Training "never finishes" or system crashes using PyTorch - GPU has memory allocated but always has 0% utilization using DataLoader

My neural network training “never finishes” or system crashes (memory reaches limit or DataLoader worker being killed error occurs) using PyTorch (using CUDA, etc) - GPU has memory allocated but always has 0% utilization using DataLoader. I’ve tested several batch values; and in DataLoader, number of workers, shuffle true or false, pin_memory true or false. Considering some tests I’ve done, I can’t use number of workers greater than 1, even if I increase or decrease the batch value. I’m in the dark and will be very grateful with any help, thanks. I am using a NVIDIA V100 SXM2.

I was able to solve part of the problem by basically following the instructions on that page - PyTorch - NCC @ Durham< - and after the instructions on other page (about HDF5 file loading using multiprocessing, I can’t post the link because I can post just one link).
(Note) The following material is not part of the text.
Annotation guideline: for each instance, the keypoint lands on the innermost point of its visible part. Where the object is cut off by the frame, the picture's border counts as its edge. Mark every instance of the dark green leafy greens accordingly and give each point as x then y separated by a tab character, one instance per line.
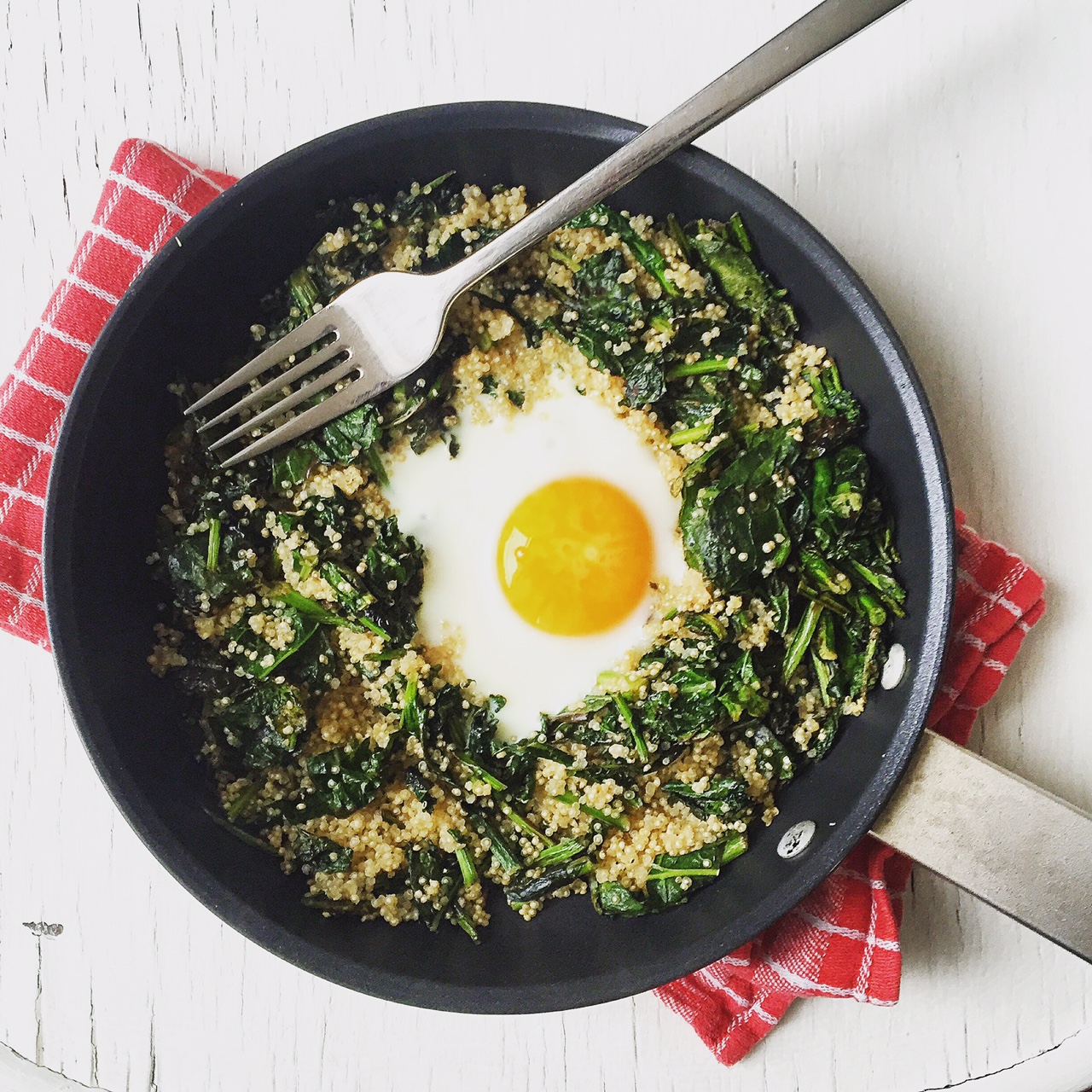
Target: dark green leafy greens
270	584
Now there is no error regarding the DataLoader worker and no memory overflow/system crash. Each DataLoader worker is using a thread to carry out the necessary loads, but the GPU is still at 0% utilization despite having a certain amount of memory allocated to it; and even varying the batch size, the training of just 1 epoch is not completed in the time I can do it end up running in another environment (actually I still haven’t been able to complete the training of just 1 epoch in any time I’ve tested it so far (each test I wait a maximum of 40 minutes, but in the other environment the training is completed much faster). Perhaps there is some bottleneck in relation to the GPU. Can you help me, please?